Quote from: rockaffe on February 04, 2024, 10:08:12 AMthere's no need to connect the other ic directly to VA as for the first one?
I'm not sure I get you..
IC1_B non-inverting input (pin 3) is connected to VA via R4 & R5..
(I reserve for JFET connection to VA for reasons explained by amptramp above.. - A seperate VA configuration should be advised there..)

In general, all amps non-inverting inputs should be connected to Vcc/2 (biased) either "directly" (when there is no signal going there) or "indirectly" (via a high value resistor to Vcc/2 or from previous stage output)..

P.S.
R1 serves as C19 anti-pop resistor and its lower end should be connected to GND (instead of VA).. :icon_wink:
"I'm getting older while being taught all the time" Solon the Athenian..
"I don't mind  being taught all the time but I do mind a lot getting old" Antonis the Thessalonian..

rockaffe

Quote from: antonis on February 04, 2024, 11:06:39 AM
Quote from: rockaffe on February 04, 2024, 10:08:12 AMSo, this is the first part of the schematic with the power section, is a 10uf caps ok?

It's fine.. :icon_wink:

BUT that R30(1M) series resistor (part of R30/C21 supply LPF) value should be lowered by 10000 times..!! :icon_smile:
Each amp needs draws about 2.3 mA typical (4.5mA max) supply current with no load (more when loaded) so you can calculate 6 X 0.0023 x 1000000 voltage drop across R30.. :icon_wink:
(you've probably misunderstood what amptramp told you above concering 1M resistor to +9V.. :icon_biggrin: - Ron meant to retain 1M resistor to GND and connect another one 1M resistor from +9V to pin 3, effectively halving +9V at that junction point..)

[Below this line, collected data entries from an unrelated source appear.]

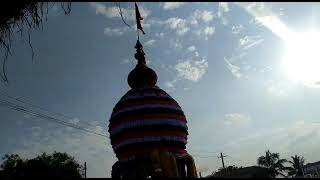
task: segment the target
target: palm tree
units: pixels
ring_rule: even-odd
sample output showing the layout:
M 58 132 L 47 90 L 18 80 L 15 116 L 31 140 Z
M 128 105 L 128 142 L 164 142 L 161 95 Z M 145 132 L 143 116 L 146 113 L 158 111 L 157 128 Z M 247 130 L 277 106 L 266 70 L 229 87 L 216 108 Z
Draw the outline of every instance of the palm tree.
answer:
M 304 164 L 304 157 L 295 155 L 291 156 L 292 161 L 289 163 L 292 165 L 289 169 L 288 175 L 289 176 L 303 176 L 303 164 Z
M 265 156 L 260 156 L 258 158 L 258 165 L 267 168 L 267 173 L 271 178 L 276 178 L 281 175 L 286 177 L 283 174 L 285 170 L 288 170 L 283 164 L 287 162 L 286 159 L 280 159 L 279 153 L 271 153 L 269 150 L 266 151 Z

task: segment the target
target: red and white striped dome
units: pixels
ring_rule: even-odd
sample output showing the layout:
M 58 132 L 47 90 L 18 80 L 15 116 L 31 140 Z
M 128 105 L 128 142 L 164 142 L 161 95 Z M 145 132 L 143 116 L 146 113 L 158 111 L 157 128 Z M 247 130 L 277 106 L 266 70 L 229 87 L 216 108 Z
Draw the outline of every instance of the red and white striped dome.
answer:
M 132 89 L 115 105 L 109 120 L 112 148 L 120 160 L 154 149 L 183 155 L 188 136 L 186 117 L 179 104 L 156 86 L 157 75 L 145 64 L 139 44 L 135 55 L 138 64 L 128 76 Z

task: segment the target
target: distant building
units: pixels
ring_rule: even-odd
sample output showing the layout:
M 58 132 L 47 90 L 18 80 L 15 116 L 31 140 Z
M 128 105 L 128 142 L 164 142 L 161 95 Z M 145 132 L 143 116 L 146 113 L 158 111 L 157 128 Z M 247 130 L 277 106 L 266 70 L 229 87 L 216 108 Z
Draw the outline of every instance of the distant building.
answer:
M 238 169 L 234 169 L 231 172 L 227 171 L 226 173 L 219 173 L 219 175 L 210 175 L 207 178 L 267 178 L 267 169 L 259 166 L 249 166 L 249 167 L 241 167 Z
M 305 177 L 320 178 L 320 161 L 304 165 L 303 170 Z

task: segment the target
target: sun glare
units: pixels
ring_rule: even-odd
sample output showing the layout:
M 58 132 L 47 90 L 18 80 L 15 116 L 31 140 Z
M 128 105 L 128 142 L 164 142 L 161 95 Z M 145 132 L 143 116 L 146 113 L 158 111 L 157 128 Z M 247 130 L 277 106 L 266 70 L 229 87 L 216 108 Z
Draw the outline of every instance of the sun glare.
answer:
M 309 31 L 288 39 L 283 66 L 292 81 L 320 86 L 320 32 Z

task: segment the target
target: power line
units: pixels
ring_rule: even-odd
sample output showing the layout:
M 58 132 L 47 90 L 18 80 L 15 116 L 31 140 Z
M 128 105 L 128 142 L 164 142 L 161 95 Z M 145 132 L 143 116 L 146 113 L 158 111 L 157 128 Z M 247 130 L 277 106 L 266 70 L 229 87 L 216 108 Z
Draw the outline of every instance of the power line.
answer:
M 190 153 L 192 154 L 192 156 L 194 157 L 198 157 L 198 158 L 210 158 L 210 157 L 217 157 L 217 156 L 208 156 L 208 155 L 203 155 L 203 154 L 193 154 L 193 153 Z
M 7 101 L 7 100 L 0 99 L 0 104 L 4 105 L 4 106 L 6 106 L 6 107 L 8 107 L 10 109 L 13 109 L 13 110 L 16 110 L 16 111 L 19 111 L 19 112 L 23 112 L 23 113 L 26 113 L 26 114 L 30 114 L 32 116 L 39 117 L 41 119 L 51 120 L 51 121 L 54 121 L 56 123 L 59 123 L 59 124 L 65 125 L 65 126 L 69 126 L 69 127 L 72 127 L 72 128 L 76 128 L 76 129 L 79 129 L 79 130 L 83 130 L 85 132 L 92 133 L 92 134 L 95 134 L 95 135 L 98 135 L 98 136 L 108 137 L 105 134 L 97 133 L 95 131 L 89 130 L 89 129 L 81 127 L 79 125 L 75 125 L 73 123 L 69 123 L 69 122 L 63 121 L 63 120 L 55 118 L 55 117 L 50 117 L 48 115 L 44 115 L 44 114 L 38 113 L 38 112 L 33 111 L 33 110 L 28 110 L 23 106 L 17 105 L 15 103 L 12 103 L 12 102 Z
M 35 104 L 32 104 L 32 103 L 30 103 L 30 102 L 27 102 L 27 101 L 25 100 L 25 98 L 13 97 L 13 96 L 8 95 L 8 94 L 5 93 L 4 91 L 2 91 L 2 92 L 0 91 L 0 94 L 4 95 L 4 96 L 7 97 L 7 98 L 13 99 L 13 100 L 18 101 L 18 102 L 23 103 L 23 104 L 27 104 L 27 105 L 29 105 L 29 106 L 31 106 L 31 107 L 35 107 L 35 108 L 41 109 L 41 110 L 46 111 L 46 112 L 48 112 L 48 113 L 56 114 L 56 115 L 58 115 L 58 116 L 65 117 L 65 118 L 67 118 L 67 119 L 75 119 L 74 117 L 71 117 L 71 116 L 68 116 L 68 115 L 65 115 L 65 114 L 62 114 L 62 113 L 59 113 L 59 112 L 50 111 L 50 110 L 48 110 L 48 109 L 46 109 L 46 108 L 40 107 L 40 106 L 35 105 Z M 89 126 L 93 126 L 92 124 L 87 123 L 87 122 L 82 122 L 82 121 L 81 121 L 80 123 L 82 123 L 82 124 L 87 124 L 87 125 L 89 125 Z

Quote from: rockaffe on February 04, 2024, 10:08:12 AMthere's no need to connect the other ic directly to VA as for the first one?
I'm not sure I get you..
IC1_B non-inverting input (pin 3) is connected to VA via R4 & R5..
(I reserve for JFET connection to VA for reasons explained by amptramp above.. - A seperate VA configuration should be advised there..)

In general, all amps non-inverting inputs should be connected to Vcc/2 (biased) either "directly" (when there is no signal going there) or "indirectly" (via a high value resistor to Vcc/2 or from previous stage output)..

P.S.
R1 serves as C19 anti-pop resistor and its lower end should be connected to GND (instead of VA).. :icon_wink:

Thanks again Antonis, as soon as I get some components I miss I'll breadboard the whole thing and see what happens.